Desert Isle Keeper
Home Another Way
I started reading inspirational fiction and romance as a teenager and, while I have discovered some wonderful books, I find myself sticking primarily to secular fiction and romance because so many of the characters in inspirationals, particularly in contemporary inspies, seem too goody-goody to be true – or likable. In Home Another Way, debut author Christa Parrish manages the rare accomplishment of telling a very good story peopled with flawed and very human characters. Though the tale of a city girl out of her element in the country is one that has been told many times, it comes to life vividly in Parrish’s hands without the trite qualities that some readers associate with this theme.
Sarah Graham’s motives for coming to Jonah, New York are somewhat less than pure. She has no desire to escape the big city nor does she particularly wish to settle into a quiet small-town lifestyle.
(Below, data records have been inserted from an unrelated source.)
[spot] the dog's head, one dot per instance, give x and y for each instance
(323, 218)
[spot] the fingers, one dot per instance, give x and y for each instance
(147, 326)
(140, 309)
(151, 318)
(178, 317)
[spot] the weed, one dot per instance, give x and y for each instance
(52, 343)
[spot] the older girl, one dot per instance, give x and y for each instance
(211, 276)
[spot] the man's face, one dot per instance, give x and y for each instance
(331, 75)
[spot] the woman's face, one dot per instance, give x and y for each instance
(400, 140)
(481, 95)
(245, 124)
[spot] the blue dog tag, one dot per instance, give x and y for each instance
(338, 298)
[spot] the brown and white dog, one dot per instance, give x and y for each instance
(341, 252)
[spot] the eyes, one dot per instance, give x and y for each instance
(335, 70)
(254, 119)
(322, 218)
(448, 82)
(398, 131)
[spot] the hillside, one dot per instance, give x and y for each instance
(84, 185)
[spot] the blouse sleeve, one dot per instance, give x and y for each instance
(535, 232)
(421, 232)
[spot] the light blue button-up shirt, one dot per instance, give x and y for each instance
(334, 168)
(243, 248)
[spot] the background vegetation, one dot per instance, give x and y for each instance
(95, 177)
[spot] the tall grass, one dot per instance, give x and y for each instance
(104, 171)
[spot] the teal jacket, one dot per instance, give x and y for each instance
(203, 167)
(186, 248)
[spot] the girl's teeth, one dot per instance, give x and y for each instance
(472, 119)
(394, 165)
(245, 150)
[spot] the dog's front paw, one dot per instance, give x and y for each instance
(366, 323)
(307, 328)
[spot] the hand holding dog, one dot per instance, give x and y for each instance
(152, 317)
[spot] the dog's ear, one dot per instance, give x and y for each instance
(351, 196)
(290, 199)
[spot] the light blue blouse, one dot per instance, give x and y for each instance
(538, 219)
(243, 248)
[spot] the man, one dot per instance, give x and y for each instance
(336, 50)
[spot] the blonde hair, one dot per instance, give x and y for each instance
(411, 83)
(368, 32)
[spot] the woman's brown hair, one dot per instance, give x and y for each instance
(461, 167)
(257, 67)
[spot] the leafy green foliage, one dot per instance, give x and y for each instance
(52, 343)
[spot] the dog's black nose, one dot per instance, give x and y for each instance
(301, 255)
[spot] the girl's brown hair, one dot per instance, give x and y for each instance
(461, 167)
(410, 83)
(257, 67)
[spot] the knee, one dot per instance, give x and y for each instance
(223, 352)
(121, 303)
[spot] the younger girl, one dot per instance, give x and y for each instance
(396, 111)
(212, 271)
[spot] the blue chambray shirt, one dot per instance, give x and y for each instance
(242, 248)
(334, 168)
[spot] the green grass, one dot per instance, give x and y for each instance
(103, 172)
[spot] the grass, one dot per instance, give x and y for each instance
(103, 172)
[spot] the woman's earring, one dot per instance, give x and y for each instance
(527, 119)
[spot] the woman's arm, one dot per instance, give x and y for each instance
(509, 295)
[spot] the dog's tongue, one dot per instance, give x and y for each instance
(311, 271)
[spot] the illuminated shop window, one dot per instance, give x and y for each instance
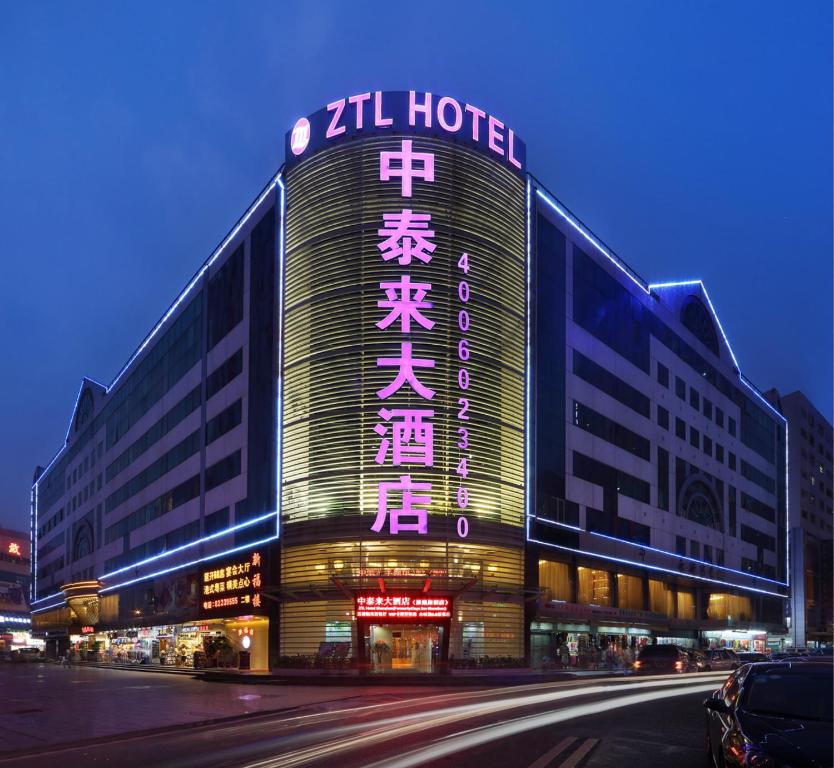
(729, 607)
(554, 580)
(593, 586)
(629, 592)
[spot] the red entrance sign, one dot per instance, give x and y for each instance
(402, 607)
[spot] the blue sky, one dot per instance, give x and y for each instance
(694, 138)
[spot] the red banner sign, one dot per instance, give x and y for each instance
(403, 607)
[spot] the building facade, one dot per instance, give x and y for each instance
(449, 425)
(810, 484)
(15, 569)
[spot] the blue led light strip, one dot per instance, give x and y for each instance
(663, 551)
(658, 568)
(279, 447)
(591, 239)
(219, 534)
(188, 564)
(742, 377)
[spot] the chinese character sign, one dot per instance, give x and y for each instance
(236, 584)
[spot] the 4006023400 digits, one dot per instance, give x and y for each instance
(461, 501)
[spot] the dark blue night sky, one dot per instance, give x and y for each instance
(694, 138)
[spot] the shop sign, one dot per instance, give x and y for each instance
(237, 583)
(414, 112)
(402, 607)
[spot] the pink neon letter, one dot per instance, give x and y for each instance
(359, 100)
(510, 155)
(413, 108)
(379, 120)
(332, 130)
(407, 170)
(447, 101)
(495, 138)
(477, 114)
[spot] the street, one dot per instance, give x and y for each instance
(591, 722)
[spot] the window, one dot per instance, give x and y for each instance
(554, 579)
(611, 431)
(593, 586)
(663, 479)
(612, 385)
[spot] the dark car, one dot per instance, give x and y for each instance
(663, 659)
(722, 658)
(772, 715)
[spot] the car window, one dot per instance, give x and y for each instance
(790, 694)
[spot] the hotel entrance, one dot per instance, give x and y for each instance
(403, 633)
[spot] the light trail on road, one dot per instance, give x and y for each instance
(339, 740)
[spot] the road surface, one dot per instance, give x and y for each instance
(590, 723)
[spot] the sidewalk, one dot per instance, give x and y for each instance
(352, 677)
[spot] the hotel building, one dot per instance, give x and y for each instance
(412, 413)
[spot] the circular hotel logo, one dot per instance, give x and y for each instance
(300, 137)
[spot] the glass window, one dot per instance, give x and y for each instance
(685, 604)
(661, 598)
(554, 579)
(593, 586)
(629, 592)
(662, 417)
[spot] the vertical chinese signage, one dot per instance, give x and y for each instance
(235, 584)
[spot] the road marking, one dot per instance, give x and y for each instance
(574, 759)
(545, 759)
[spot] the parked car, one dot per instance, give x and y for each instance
(722, 658)
(771, 715)
(663, 659)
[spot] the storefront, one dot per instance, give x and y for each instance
(737, 640)
(403, 633)
(235, 643)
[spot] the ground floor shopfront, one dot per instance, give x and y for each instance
(234, 643)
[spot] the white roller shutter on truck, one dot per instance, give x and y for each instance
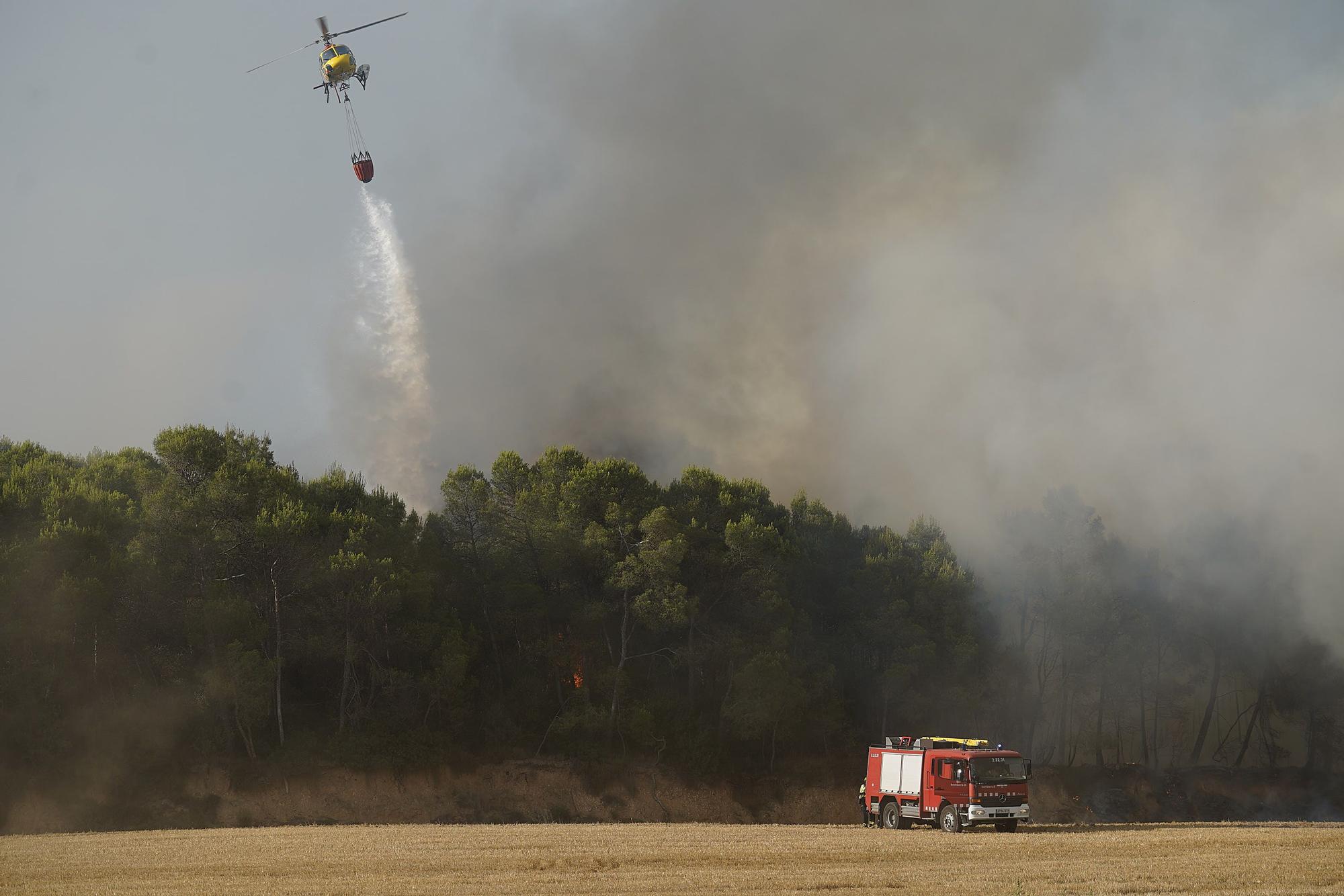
(901, 773)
Sarah is used to living hard, and her lack of money brings her to Jonah in search of her inheritance. Given her past, Sarah has no warm feelings for her late father and, when she hears his virtues extolled all over town, she finds her patience wearing thin.
When she learns she must live in her father’s home for six months before claiming her inheritance, she nearly explodes. Still, she needs the money, so she goes along with it. By this point in the story, readers are clear on the fact that Sarah is no sweet angelic creature. We go on to learn that she grew up unloved by the relatives who raised her and has drifted through a world of one-night stands trying not to become too attached to anyone. Even as Sarah acts rudely toward the poor and sometimes unsophisticated people of Jonah, there are those who recognize pain in her, and they meet her harshness with a gentleness that sometimes disarms her.
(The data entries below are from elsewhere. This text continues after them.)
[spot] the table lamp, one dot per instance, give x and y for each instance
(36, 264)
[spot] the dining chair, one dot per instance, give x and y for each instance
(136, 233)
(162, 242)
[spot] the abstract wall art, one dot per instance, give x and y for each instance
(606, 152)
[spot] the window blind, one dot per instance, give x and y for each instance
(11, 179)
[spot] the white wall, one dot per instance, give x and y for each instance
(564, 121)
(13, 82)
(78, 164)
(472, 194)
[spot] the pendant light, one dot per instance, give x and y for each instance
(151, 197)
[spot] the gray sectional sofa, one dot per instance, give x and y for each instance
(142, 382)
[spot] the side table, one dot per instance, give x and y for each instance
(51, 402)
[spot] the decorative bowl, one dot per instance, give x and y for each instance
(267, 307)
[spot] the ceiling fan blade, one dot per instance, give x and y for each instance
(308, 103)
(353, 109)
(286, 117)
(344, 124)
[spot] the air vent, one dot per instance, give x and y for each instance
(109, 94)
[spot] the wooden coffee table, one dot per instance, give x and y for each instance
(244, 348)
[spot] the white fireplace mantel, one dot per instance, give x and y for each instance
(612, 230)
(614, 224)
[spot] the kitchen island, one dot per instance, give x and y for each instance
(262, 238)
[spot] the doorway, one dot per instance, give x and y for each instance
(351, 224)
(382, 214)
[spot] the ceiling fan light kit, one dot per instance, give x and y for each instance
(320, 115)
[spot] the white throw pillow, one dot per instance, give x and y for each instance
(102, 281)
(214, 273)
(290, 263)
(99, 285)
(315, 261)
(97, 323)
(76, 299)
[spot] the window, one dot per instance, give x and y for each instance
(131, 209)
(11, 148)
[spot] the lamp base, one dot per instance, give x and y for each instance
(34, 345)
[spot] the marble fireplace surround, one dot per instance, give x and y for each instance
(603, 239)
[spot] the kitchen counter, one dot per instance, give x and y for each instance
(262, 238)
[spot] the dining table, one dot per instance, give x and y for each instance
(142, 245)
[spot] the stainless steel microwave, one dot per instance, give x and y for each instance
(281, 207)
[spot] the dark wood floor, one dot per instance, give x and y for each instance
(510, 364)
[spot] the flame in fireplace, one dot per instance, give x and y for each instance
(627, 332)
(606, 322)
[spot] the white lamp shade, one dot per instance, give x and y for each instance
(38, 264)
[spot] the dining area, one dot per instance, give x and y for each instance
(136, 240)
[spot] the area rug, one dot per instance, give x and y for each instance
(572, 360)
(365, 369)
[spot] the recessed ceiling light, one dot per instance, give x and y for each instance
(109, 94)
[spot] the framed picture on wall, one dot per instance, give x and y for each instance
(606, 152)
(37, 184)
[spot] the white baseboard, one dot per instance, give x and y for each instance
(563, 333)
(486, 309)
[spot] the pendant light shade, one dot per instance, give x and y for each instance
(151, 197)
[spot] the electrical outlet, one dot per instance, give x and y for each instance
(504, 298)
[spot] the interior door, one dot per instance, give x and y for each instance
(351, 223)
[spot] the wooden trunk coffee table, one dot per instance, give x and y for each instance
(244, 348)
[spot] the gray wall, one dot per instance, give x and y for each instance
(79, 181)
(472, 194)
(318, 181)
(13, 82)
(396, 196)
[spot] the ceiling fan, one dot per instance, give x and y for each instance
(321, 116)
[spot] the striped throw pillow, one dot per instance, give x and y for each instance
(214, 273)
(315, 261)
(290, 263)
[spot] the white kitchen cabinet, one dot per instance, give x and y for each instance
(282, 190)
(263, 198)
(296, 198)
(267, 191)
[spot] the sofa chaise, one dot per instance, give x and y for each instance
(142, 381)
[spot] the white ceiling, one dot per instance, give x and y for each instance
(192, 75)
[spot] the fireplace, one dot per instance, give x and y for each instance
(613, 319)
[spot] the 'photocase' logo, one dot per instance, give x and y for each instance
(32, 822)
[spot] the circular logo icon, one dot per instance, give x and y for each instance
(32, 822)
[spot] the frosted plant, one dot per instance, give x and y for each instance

It quickly becomes obvious that Jonah is going to be more for Sarah than just a boring backwater in which to kill time for six months. Though often an unattractive character, particularly in the beginning, the kindness she meets from some of the folks in Jonah startles Sarah – and the reader. Some of those Sarah encounters, including an attractive young minister, have some tough love to dish out, but the compassion behind it is unmistakable. At one point, Sarah is reminded that she is not the only person in the world who has been hurt and that people in Jonah have problems as well. This admonishment strikes deeply and seeing Sarah take it to heart and learn to have compassion for others makes this a very striking book.
The author wisely avoids the pitfalls of making every townsperson seem like a saint or preaching down to her readers. While there are those who help Sarah, she has her enemies, too – and with reason. In addition, while some of the rural folk in this book lead lives of poverty that seem to come from another century, readers see their dignity and personality coming through. Very few characters in this book could be described merely as objects of pity.
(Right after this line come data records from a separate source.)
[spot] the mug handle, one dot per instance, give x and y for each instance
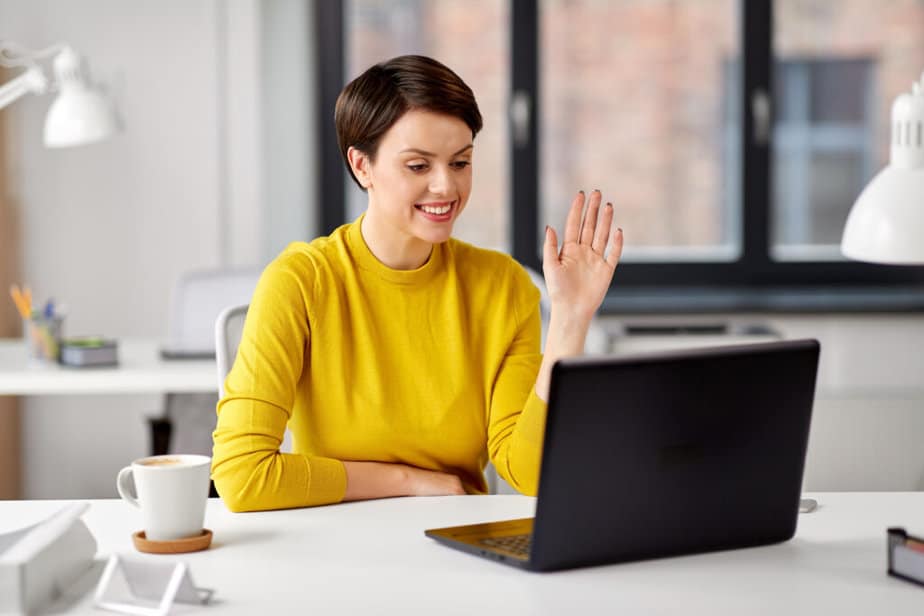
(125, 484)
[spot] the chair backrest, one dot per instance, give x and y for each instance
(197, 299)
(228, 329)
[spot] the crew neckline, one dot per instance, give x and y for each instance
(369, 262)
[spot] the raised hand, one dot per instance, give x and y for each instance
(578, 275)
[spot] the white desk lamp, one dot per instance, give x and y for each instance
(886, 224)
(79, 115)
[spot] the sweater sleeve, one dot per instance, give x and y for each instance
(249, 471)
(516, 422)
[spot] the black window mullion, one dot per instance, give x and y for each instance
(330, 61)
(757, 63)
(524, 154)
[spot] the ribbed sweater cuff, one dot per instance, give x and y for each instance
(327, 481)
(531, 424)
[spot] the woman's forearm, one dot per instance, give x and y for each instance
(566, 336)
(367, 480)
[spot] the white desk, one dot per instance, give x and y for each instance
(140, 370)
(372, 558)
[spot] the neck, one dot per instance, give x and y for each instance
(392, 247)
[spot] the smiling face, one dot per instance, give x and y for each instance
(418, 185)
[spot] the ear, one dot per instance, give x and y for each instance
(361, 166)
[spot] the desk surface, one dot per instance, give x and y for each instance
(140, 370)
(372, 558)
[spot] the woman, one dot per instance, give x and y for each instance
(401, 359)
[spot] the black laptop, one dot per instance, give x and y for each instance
(663, 454)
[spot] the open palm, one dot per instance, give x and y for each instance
(579, 274)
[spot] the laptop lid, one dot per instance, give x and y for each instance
(672, 453)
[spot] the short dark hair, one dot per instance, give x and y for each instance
(370, 104)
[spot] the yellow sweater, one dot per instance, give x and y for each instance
(433, 367)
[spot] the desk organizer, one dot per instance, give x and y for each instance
(906, 556)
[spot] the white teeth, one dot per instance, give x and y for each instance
(436, 210)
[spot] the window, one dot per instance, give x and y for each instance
(823, 153)
(632, 103)
(732, 136)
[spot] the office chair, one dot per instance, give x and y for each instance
(229, 326)
(188, 419)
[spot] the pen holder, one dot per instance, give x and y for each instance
(43, 337)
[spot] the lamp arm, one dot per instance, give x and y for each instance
(33, 80)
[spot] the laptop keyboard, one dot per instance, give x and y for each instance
(515, 544)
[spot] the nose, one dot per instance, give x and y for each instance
(441, 180)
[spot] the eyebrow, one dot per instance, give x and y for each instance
(426, 153)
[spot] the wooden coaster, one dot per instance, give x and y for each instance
(173, 546)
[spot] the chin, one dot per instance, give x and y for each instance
(436, 237)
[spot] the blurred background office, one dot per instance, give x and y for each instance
(732, 136)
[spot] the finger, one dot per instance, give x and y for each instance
(573, 224)
(615, 247)
(603, 229)
(550, 247)
(590, 217)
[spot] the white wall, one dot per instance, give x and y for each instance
(109, 227)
Though not a romance, there is definitely an emotional side and some romantic plotlines to Home Another Way. Sarah comes into Jonah with a chip on her shoulder and a lot to learn about dealing with other people in a civil fashion, let alone learning to trust and relate to them. In this state, one can see where she may not be ready to really appreciate what it means to love someone and build a solid, lasting relationship. Still, her story is a moving one and given how it ends, I would love to see a sequel.